По словам исследователей Якуба Бречки (Jakub Beka) и Давида Матушека (David Matoušek) из команды веб-ресурса Matousek.com, им удалось сформировать схема обхода защиты, встроенной в большинство популярных настольных антивирусных продуктов. Уязвимы продукты «Лаборатории Касперского», Dr.Web, Avast!, Sophos, ESET, McAffee, Symantec, Panda и т. д.
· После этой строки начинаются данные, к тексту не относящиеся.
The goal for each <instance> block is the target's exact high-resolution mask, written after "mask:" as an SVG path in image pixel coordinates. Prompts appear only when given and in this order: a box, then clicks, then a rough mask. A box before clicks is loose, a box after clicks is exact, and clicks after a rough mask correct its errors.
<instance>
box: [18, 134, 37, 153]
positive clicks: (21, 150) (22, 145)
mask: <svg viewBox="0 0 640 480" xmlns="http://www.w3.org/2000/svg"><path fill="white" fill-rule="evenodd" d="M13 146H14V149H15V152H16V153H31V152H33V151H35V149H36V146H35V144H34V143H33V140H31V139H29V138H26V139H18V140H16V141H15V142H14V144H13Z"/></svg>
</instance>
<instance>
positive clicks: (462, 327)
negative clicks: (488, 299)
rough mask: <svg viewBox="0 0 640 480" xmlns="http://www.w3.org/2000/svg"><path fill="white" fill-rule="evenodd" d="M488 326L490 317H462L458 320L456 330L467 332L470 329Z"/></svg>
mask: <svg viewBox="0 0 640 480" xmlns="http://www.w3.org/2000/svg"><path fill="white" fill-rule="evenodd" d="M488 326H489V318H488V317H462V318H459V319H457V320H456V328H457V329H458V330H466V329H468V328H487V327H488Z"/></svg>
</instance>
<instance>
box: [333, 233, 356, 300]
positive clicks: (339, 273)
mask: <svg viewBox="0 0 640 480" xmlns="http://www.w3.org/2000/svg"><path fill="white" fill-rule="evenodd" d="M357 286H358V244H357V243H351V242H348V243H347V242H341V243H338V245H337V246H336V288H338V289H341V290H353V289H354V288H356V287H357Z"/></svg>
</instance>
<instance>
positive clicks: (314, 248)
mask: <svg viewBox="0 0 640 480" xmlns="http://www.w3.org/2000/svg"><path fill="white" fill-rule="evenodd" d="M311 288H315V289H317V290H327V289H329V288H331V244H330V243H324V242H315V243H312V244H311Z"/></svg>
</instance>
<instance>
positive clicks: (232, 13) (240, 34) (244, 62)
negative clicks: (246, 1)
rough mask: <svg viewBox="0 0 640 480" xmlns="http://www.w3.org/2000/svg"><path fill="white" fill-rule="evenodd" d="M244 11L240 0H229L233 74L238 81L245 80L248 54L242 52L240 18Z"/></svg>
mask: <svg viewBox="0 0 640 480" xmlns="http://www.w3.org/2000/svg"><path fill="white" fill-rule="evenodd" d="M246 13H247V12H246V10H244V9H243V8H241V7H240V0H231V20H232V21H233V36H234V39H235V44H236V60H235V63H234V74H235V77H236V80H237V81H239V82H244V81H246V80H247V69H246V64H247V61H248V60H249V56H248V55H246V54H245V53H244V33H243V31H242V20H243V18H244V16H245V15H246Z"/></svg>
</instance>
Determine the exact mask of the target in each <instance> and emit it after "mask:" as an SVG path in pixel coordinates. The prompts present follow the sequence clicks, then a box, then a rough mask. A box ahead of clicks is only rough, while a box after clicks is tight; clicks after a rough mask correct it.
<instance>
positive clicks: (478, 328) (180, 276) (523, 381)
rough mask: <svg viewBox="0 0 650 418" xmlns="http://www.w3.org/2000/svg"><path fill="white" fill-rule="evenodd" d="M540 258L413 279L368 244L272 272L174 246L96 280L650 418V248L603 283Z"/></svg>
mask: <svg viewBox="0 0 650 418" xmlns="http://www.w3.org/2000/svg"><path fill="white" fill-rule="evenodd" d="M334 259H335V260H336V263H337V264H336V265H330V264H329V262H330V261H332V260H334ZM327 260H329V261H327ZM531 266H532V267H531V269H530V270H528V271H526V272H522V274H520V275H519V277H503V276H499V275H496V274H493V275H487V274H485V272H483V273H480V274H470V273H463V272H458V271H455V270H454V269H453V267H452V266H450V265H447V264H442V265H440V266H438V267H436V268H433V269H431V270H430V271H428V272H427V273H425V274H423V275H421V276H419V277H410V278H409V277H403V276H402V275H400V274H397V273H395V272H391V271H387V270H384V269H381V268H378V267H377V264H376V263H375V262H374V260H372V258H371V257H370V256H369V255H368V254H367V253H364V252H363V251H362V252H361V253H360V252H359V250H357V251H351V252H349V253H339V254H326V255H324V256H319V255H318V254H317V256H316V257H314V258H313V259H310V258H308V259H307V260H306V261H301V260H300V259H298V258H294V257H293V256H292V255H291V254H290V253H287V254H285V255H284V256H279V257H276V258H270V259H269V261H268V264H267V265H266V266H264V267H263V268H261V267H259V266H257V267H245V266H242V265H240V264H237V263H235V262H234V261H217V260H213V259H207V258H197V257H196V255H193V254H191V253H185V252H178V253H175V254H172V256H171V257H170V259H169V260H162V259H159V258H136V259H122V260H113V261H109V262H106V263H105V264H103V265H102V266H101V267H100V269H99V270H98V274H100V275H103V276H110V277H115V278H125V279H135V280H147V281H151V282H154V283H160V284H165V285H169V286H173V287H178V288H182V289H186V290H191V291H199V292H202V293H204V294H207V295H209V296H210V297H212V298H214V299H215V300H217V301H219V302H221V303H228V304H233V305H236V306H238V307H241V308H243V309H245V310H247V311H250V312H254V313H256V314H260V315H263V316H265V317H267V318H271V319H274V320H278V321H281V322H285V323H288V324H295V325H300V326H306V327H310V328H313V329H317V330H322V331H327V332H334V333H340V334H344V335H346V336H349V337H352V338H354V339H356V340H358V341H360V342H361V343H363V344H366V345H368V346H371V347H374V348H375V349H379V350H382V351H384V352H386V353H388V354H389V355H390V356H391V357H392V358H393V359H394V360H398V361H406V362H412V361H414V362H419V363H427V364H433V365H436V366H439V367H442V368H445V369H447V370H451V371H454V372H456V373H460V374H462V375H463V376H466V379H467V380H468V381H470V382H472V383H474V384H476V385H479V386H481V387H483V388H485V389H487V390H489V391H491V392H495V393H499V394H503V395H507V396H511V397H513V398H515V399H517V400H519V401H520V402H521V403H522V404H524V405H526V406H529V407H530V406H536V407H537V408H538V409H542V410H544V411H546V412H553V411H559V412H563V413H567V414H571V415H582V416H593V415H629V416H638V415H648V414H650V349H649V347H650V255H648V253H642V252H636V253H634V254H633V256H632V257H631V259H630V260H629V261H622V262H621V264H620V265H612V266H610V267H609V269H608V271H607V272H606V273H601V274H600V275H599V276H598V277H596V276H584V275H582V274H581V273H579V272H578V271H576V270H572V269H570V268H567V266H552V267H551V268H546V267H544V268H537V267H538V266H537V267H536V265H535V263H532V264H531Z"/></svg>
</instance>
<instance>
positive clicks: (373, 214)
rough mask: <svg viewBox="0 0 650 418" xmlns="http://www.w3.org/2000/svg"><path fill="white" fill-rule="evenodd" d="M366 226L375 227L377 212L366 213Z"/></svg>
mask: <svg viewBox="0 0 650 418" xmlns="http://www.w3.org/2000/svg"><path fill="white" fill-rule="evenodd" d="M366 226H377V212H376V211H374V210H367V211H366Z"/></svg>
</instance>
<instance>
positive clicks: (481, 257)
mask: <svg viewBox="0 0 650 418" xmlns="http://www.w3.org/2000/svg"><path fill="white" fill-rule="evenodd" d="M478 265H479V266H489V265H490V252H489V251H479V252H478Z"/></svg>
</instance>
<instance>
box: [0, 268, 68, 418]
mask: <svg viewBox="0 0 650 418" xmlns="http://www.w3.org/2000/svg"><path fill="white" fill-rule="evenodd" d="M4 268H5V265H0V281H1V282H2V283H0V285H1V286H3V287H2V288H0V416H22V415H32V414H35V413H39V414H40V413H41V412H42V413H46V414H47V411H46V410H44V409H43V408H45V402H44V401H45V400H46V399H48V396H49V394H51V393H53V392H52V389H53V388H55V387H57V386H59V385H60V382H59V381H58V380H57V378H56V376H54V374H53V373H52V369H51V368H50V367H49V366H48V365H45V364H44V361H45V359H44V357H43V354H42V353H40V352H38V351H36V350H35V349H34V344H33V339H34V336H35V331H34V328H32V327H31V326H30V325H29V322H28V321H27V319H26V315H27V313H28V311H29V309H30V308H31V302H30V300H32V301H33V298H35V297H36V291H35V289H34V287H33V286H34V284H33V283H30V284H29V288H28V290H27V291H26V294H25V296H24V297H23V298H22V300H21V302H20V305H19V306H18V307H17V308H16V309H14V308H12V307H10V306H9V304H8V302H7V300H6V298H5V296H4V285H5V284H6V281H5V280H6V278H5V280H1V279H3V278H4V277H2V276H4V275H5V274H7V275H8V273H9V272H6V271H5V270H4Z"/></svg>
Методика такова: на вход антивируса посылается безвредный код, проходящий все защитные барьеры, но, в прошлом чем он начнет исполняться, производится его подмена на вредоносную составляющую. Понятно, замена должна проистечь жестко в необходимый момент, но на практике всё упрощается благодаря тому, что современные системы располагают многоядерным окружением, когда единственный поток не в состоянии отследить действия параллельных потоков. В итоге может быть обманут практически каждый Windows-антивирус.
Руткит функционирует в том случае, если антивирусное ПО использует таблицу дескрипторов системных служб (System Service Descriptor Table, SSDT) для внесения изменений в участки ядра операционной системы. Поскольку все современные защитные средства оперируют на уровне ядра, штурмовая вылазка работает на 100%, причем более того в том случае, если Windows запущена под учётной записью с ограниченными полномочиями.
Вместе с тем руткит требует загрузки большого объёма кода на атакуемую машину, потому он не применим, когда требуется сберечь прыть и незаметность атаки. Кроме того, злоумышленник должен располагать возможностью выполнения двоичного файла на целевом компьютере.
Методика может быть скомбинирована с традиционной атакой на уязвимую версию Acrobat Reader или Sun Java Virtual Machine, не пробуждая подозрений у антивируса в истинности намерений. Ну а следом хакер волен и совсем истребить все защитные барьеры, на сто процентов удалив из системы мешающий антивирус.